Techrecipe

AI model that converts low-resolution → high-resolution images

Google AI, a research team at Google, has announced a new approach to improve the diffusion model technique, which adds noise to low-resolution images, processes them until they are pure noise, and creates high-resolution images from there. The technology that generates high-resolution images from low-resolution images with poor image quality is one of the tasks that machine learning is expected to have a wide range of uses, from restoring old photos to improving medical images.

Production models such as adversarial generative networks GANs, VAEs, and autoregression models are usually used to restore high-resolution images from low-resolution images. However, GANs have problems such as collapse that most of the generated images are duplicated, and autoregressive models have problems such as slow synthesis speed.

On the other hand, it is said that the generative model called the diffusion model announced by Google AI in 2015 is being reviewed recently because of its high learning stability and high quality of generated images and voices. Google AI newly announced that it has succeeded in improving the quality of diffusion model image synthesis using two new diffusion model approaches: SR3 (Super-Resolution via Repeated Refinements) and CDM (Cascaded Diffusion Models).

The SR3 first slowly added Gaussian noise to the low-resolution image, damaging it until it was a pure noise image. After that, the neural network reverses the image damage process, removes noise, and creates a high-resolution image that exceeds the original resolution.

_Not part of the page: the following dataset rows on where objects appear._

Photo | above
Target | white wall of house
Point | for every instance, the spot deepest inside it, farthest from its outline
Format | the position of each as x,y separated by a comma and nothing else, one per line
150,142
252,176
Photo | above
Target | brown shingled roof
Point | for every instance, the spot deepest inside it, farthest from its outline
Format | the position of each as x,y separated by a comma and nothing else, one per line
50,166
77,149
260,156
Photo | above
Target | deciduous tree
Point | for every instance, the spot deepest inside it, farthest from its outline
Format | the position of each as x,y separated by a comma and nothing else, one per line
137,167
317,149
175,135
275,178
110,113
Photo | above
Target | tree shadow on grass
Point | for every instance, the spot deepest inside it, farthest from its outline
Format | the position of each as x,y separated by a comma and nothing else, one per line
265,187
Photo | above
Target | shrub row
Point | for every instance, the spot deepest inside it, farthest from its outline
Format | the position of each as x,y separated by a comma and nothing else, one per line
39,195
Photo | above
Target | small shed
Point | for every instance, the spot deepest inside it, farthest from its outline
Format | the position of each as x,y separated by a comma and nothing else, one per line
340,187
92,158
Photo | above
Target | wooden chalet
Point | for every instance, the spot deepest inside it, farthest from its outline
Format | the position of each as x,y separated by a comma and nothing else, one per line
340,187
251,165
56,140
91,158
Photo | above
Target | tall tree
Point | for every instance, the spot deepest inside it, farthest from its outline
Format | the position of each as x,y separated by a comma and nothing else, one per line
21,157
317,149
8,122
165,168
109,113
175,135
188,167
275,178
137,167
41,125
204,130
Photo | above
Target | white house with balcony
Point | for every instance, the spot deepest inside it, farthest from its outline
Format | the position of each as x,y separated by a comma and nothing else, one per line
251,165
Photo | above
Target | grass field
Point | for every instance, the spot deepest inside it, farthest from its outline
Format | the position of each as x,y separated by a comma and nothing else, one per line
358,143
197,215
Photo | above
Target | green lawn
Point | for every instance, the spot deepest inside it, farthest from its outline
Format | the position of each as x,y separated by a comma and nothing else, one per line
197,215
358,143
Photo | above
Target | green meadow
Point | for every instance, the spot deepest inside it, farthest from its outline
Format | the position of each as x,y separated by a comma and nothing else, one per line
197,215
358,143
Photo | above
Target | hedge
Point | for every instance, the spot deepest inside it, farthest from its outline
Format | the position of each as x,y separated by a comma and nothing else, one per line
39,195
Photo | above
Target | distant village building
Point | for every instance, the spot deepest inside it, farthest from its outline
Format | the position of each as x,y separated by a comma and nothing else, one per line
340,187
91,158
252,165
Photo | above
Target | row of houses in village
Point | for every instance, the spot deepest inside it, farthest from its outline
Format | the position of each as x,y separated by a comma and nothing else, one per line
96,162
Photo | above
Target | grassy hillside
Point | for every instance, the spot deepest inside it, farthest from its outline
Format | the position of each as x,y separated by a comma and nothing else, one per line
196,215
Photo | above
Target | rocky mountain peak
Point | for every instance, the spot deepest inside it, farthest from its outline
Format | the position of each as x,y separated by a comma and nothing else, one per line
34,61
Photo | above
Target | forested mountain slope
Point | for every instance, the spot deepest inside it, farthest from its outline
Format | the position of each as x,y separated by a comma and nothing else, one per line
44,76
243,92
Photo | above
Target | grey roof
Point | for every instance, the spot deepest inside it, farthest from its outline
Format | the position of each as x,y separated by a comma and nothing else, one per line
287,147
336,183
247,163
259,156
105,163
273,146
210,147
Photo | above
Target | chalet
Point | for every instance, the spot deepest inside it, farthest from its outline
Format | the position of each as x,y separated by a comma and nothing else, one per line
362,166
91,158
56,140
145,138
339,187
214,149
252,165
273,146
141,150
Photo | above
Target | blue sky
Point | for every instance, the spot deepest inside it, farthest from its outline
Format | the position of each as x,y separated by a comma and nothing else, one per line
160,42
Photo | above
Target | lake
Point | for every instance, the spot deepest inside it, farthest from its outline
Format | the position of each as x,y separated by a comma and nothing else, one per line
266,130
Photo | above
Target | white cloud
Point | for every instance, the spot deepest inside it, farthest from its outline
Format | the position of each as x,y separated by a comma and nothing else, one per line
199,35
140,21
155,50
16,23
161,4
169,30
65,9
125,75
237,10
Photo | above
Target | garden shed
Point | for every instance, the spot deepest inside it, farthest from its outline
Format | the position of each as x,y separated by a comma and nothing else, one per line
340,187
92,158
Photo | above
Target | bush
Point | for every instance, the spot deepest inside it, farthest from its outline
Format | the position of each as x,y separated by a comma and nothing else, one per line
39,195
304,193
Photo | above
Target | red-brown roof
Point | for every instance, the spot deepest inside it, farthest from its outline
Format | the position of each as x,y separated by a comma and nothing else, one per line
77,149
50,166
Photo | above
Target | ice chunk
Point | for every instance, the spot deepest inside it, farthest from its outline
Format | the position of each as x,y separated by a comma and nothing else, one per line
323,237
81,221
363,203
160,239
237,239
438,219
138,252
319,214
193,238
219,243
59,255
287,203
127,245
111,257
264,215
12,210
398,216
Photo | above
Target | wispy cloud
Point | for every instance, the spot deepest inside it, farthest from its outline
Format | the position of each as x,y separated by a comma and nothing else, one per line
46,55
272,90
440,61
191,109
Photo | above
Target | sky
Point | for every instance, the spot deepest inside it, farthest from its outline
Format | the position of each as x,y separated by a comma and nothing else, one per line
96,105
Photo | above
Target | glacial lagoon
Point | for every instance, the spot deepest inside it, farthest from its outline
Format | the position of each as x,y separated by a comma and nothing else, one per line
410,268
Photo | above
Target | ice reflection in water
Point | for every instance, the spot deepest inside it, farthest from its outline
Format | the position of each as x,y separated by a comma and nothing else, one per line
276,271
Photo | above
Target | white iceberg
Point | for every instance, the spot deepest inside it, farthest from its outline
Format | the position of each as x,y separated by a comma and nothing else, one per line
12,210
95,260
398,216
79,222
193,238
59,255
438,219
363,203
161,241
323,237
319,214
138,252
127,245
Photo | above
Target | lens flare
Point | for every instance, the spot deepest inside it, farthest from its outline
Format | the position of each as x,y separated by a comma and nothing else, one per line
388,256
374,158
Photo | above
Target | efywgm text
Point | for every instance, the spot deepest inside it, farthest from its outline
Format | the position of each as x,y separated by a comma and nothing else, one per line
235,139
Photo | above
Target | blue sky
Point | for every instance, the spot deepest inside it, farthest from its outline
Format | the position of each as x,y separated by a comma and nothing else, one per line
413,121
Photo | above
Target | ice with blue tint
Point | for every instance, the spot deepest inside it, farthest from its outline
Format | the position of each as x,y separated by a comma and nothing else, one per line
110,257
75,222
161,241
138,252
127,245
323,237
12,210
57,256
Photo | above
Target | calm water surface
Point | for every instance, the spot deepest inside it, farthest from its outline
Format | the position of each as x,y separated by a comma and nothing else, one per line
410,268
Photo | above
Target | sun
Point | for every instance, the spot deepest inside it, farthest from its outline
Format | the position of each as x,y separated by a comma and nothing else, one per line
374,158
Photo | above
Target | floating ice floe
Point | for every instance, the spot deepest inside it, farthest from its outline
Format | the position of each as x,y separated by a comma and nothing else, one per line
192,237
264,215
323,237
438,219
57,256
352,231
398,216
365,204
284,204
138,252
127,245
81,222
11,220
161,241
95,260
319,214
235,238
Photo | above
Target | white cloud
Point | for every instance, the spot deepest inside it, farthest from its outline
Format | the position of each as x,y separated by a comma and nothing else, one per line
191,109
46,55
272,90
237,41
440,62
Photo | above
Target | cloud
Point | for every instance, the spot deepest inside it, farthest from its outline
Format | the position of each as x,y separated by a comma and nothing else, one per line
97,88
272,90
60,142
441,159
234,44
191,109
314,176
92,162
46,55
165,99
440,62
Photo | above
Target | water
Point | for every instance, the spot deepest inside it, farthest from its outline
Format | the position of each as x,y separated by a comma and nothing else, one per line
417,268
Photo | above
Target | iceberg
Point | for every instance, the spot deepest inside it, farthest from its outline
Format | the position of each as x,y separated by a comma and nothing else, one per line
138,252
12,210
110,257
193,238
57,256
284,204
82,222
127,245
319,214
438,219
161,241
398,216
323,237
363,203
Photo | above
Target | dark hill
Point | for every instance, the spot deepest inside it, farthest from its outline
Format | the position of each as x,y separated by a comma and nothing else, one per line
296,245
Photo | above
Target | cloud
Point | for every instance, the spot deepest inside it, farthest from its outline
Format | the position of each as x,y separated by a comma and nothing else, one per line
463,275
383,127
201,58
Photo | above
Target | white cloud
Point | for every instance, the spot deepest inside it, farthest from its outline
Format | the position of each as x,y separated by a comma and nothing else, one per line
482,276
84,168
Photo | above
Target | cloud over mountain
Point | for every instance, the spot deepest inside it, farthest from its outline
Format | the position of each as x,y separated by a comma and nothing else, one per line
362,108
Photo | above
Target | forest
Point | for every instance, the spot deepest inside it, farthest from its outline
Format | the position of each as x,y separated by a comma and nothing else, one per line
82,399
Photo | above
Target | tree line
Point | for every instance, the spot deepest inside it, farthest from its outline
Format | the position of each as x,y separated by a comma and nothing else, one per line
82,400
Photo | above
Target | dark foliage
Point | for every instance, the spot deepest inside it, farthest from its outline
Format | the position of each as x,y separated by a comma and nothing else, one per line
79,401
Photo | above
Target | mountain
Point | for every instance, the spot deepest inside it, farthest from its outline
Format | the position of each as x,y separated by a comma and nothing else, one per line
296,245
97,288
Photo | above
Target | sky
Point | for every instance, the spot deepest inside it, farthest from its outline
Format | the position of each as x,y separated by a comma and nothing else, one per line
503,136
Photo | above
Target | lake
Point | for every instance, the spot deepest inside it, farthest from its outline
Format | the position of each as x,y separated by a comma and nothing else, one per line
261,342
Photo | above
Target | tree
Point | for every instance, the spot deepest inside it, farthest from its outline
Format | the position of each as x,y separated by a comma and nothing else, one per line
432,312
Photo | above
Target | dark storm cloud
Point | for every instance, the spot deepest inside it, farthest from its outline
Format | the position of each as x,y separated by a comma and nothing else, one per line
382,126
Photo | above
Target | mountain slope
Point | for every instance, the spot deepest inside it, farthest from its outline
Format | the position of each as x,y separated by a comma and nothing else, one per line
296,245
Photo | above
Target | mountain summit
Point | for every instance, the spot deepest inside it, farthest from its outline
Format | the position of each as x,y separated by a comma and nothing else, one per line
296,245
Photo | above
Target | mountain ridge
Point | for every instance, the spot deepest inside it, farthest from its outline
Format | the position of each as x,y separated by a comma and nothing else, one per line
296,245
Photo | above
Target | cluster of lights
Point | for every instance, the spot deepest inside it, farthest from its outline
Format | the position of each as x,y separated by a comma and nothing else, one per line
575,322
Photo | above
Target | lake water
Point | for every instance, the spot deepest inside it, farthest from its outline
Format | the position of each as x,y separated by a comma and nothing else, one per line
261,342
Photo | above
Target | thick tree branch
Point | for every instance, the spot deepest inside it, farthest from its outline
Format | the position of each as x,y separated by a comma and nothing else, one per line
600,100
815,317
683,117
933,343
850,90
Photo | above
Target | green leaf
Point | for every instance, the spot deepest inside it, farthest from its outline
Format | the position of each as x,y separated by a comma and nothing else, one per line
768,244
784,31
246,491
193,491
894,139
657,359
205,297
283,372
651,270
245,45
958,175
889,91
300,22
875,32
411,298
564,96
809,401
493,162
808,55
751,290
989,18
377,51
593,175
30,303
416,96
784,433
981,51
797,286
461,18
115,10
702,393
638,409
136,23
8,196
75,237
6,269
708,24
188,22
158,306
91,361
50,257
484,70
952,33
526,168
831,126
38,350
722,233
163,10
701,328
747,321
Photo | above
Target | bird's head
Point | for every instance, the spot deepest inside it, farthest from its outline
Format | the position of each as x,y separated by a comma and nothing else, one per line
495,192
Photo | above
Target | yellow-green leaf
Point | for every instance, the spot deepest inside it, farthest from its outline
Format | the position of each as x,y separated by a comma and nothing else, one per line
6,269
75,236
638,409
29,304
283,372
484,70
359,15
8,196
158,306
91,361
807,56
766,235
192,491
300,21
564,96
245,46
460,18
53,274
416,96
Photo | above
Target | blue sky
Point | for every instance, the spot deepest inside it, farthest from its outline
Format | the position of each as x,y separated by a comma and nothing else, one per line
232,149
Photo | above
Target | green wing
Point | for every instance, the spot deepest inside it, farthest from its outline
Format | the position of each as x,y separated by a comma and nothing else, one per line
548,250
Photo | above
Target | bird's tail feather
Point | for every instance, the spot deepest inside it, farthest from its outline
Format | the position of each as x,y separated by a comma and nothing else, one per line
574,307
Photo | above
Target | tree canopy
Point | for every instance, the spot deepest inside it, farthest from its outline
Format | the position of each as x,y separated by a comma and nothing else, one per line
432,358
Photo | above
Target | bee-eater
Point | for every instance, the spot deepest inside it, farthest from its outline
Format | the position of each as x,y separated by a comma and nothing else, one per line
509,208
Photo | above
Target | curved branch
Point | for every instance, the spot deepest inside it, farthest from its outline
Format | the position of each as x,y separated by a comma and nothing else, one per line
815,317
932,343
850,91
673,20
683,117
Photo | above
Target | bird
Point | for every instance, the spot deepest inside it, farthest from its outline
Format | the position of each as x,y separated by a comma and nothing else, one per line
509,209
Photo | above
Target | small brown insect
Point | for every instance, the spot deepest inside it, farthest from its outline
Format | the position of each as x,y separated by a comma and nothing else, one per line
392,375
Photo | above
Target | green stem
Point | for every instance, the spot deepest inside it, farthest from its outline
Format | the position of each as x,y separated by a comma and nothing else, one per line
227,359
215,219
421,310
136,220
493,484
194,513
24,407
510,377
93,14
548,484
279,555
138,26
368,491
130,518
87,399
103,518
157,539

In fact, the research team showed images generated by various methods from both the original image and the low-resolution image, and had them determine which is the original image. Compared to FSRGAN (Face Super-Resolution Generative Adversarial Network), PULSE, and regression methods, SR3 has a confusion rate of 47.4% when a 16×16 pixel image is 128×128 pixels.

Google AI is also announcing CDM, a class conditional diffusion model trained on ImageNet, a large image recognition dataset. Because ImageNet contains a variety of datasets, the generative image is likely to be out of sync with the original image, but CDM can produce high-quality images by slowly upscaling the generative model along with label information to multiple spatial resolutions. Related information can be found here.

lswcap

lswcap

Through the monthly AHC PC and HowPC magazine era, he has watched 'technology age' in online IT media such as ZDNet, electronic newspaper Internet manager, editor of Consumer Journal Ivers, TechHolic publisher, and editor of Venture Square. I am curious about this market that is still full of vitality.